Credit system is one of the primary methods used to determine and document that students have met academic requirements, generally at the high school level.

Awarded upon completing and passing a course or required school program.

  • Most public high schools require students to accumulate it to earn a diploma.
  • While schools and districts determine credit requirements, states require schools to have minimum credit requirements in place. For example, a state might require students to earn a minimum of 18 credits to be eligible for a high school diploma, but a school may choose to increase credit requirements to 24 credits or higher.
  • Minimum requirements in the following subject areas: English language arts, mathematics, social studies, science, health, physical education, technology, and world languages.
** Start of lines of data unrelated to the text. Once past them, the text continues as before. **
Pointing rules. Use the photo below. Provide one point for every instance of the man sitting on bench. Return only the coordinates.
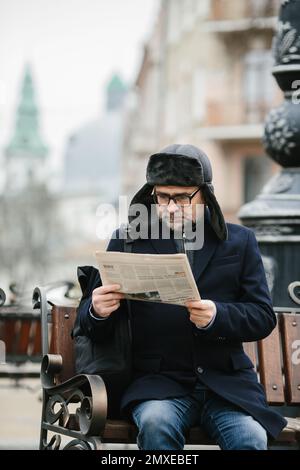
(189, 364)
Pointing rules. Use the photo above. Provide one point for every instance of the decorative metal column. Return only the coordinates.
(274, 215)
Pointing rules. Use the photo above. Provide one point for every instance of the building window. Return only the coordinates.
(257, 171)
(258, 84)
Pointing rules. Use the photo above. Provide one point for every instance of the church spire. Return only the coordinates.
(26, 140)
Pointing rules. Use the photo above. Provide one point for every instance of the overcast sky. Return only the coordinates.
(74, 46)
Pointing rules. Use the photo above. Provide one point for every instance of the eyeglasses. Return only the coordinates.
(163, 199)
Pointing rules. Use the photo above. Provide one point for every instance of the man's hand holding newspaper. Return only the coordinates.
(152, 278)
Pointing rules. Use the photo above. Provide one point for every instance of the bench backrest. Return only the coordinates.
(276, 358)
(20, 330)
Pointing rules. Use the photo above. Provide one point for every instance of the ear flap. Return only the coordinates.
(143, 195)
(217, 219)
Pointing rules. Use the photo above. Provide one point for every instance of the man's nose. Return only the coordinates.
(172, 207)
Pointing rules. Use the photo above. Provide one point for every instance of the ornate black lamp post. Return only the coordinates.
(274, 215)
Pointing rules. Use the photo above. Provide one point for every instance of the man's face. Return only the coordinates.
(174, 214)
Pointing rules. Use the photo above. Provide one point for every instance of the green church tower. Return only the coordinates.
(26, 152)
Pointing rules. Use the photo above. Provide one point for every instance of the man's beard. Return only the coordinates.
(176, 221)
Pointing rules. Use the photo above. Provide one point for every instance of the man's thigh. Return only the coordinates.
(181, 413)
(231, 427)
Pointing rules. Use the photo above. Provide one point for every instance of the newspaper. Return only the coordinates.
(153, 278)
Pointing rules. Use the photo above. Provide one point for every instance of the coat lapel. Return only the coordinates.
(203, 256)
(167, 246)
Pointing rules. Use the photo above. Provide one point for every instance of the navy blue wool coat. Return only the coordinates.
(170, 352)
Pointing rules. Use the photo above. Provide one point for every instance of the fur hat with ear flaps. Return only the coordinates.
(183, 165)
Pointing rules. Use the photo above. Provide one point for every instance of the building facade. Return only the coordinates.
(206, 79)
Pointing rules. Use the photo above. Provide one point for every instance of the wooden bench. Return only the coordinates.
(20, 334)
(75, 406)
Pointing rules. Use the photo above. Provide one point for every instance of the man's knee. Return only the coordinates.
(152, 415)
(250, 436)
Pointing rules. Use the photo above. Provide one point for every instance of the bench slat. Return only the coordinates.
(63, 319)
(24, 337)
(270, 368)
(291, 356)
(250, 350)
(37, 345)
(10, 334)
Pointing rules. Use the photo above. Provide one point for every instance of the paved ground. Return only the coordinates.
(20, 410)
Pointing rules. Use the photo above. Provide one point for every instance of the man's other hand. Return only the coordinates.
(106, 299)
(201, 311)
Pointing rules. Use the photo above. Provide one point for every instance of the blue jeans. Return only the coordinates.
(162, 424)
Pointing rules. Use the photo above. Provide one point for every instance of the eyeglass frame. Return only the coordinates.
(173, 198)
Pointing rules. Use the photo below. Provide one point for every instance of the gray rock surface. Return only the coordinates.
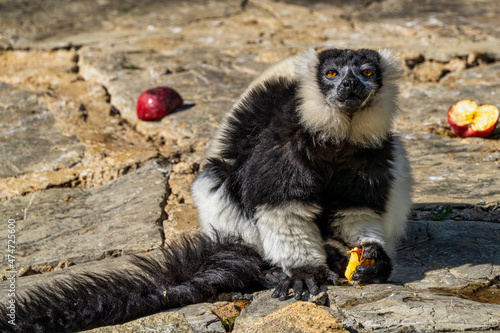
(165, 322)
(89, 224)
(77, 170)
(31, 141)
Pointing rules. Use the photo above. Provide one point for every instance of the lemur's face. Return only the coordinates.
(349, 78)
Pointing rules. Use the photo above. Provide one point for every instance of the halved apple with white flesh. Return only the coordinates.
(467, 119)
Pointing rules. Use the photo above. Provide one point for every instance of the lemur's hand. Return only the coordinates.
(311, 276)
(378, 272)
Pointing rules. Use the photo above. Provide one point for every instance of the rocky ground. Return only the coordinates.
(86, 181)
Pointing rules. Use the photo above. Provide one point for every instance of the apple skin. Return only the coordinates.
(157, 102)
(466, 131)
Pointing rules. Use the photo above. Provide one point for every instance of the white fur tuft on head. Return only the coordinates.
(368, 127)
(316, 114)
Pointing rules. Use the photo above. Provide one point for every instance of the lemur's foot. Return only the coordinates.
(378, 272)
(311, 276)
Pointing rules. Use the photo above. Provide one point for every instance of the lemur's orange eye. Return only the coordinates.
(331, 73)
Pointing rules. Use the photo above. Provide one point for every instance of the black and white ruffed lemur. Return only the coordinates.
(303, 169)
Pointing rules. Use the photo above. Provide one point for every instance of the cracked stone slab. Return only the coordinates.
(439, 254)
(55, 23)
(87, 224)
(30, 139)
(449, 169)
(164, 322)
(386, 308)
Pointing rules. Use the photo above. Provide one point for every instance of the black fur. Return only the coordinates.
(189, 271)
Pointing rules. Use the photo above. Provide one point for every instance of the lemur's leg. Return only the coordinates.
(292, 241)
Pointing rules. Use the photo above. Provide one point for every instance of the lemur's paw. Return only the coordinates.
(378, 272)
(270, 278)
(311, 276)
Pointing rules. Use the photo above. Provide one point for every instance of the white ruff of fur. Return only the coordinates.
(290, 236)
(399, 202)
(368, 127)
(218, 213)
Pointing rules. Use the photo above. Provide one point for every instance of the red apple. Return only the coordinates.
(157, 102)
(467, 119)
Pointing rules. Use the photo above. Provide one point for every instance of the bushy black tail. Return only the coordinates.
(189, 271)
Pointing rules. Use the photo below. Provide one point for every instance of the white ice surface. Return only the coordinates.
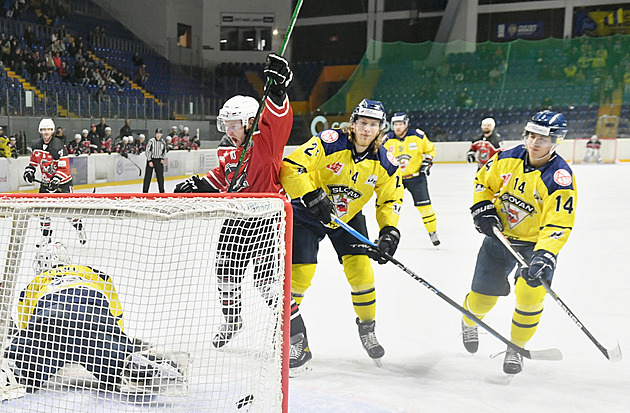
(425, 368)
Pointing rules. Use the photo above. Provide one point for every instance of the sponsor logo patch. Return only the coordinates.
(335, 167)
(329, 136)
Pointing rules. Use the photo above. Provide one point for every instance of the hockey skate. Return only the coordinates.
(155, 372)
(299, 356)
(513, 362)
(434, 239)
(470, 337)
(227, 331)
(82, 236)
(369, 341)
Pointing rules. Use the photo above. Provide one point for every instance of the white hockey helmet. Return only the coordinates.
(237, 108)
(50, 256)
(46, 123)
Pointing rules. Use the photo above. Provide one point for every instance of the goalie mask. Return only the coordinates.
(50, 256)
(370, 109)
(237, 108)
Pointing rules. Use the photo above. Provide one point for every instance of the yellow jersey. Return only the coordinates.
(410, 151)
(328, 161)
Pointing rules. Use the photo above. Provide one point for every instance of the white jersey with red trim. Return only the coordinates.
(52, 159)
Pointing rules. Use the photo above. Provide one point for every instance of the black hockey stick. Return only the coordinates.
(261, 106)
(612, 355)
(549, 354)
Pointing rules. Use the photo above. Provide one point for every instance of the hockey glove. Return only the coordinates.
(277, 69)
(388, 240)
(29, 174)
(54, 183)
(541, 267)
(485, 217)
(425, 168)
(194, 184)
(318, 205)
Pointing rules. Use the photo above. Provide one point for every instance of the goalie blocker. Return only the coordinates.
(75, 310)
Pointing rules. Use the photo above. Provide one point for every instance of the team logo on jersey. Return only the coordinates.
(506, 178)
(392, 159)
(403, 161)
(515, 209)
(562, 177)
(335, 167)
(329, 136)
(342, 196)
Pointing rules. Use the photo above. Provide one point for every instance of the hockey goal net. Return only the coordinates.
(171, 268)
(607, 151)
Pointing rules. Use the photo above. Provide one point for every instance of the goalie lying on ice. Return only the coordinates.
(71, 314)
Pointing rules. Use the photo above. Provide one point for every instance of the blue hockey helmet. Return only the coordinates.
(548, 123)
(400, 117)
(370, 109)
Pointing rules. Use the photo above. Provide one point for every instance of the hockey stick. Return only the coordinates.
(549, 354)
(261, 106)
(612, 355)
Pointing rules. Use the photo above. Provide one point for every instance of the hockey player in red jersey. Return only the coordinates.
(484, 146)
(259, 173)
(51, 156)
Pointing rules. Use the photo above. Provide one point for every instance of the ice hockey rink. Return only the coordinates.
(425, 368)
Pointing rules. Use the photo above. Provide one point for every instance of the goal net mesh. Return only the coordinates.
(607, 152)
(173, 269)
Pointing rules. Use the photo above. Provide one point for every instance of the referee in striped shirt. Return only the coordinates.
(155, 151)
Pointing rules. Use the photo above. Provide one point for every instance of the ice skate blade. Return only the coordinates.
(297, 371)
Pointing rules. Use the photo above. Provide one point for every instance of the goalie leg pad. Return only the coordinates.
(156, 372)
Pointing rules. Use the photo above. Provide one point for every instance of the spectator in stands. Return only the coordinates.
(64, 74)
(29, 36)
(100, 94)
(194, 143)
(125, 130)
(13, 147)
(142, 75)
(59, 134)
(141, 146)
(137, 60)
(106, 139)
(74, 147)
(100, 128)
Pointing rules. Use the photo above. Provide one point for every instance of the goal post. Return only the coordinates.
(607, 151)
(163, 272)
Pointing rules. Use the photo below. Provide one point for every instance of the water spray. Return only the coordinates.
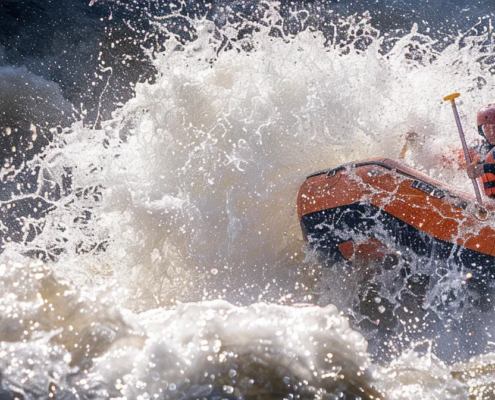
(452, 98)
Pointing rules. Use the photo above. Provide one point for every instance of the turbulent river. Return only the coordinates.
(155, 253)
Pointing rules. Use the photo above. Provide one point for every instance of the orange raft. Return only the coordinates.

Schools also typically require students to earn a certain number of “elective” credits as well, and elective courses can span a wide variety of subject areas, including those listed above.

Development

  1. Some states have sought to raise educational expectations, increase instructional time in certain subject areas, and improve student preparation by raising minimum its requirements. For example, state regulations may ask public high school students to complete four “years” of English and math—the equivalent of four credits in each subject—but only two or three years of science and social studies.
  2. As a way to promote stronger student preparation in science and social studies, states may decide to increase credit requirements. Other subject areas, such as technology, health, or world language, for example, have also been subject to increases in minimum credit requirements.
  3. Districts and schools may also elect to increase credit requirements independently, and some education organizations have recommended stronger credit requirements as a strategy for promoting higher academic achievement and more prepared graduates. In effect, increasing credit requirements in a given subject area increases the amount of time students will be taught, which increases the likelihood that they will be better educated in that subject area.

Debate

  • Some might argue, for example, that credits are a simple, widely used way for schools to ensure that students receive a certain amount of instructional time in important subject areas. They may also point out that minimum credit requirements imposed by states have been effective in raising educational expectations and improving student preparation in critical subject areas.
  • Critics of credit-based systems will likely echo the points made above, questioning whether credits should be used at all provided that they are an imprecise way to measure learning acquisition and academic accomplishment. Credits, they may contend, provide a false sense of security: while having earned credit make it appear that students are learning—i.e., they have passed courses—credits may in fact be misleading and misrepresentative, since students are often able to earn credit even though they have failed to learn what the course was intended to teach.
  • To others, schools should instead be measuring what students have learned or not learned—using time-based requirements such as credits, rather than learning-acquisition requirements such as learning standards, will simply allow students to continue passing courses, moving onto the next grade level, and graduating even though they may lack important knowledge and skills.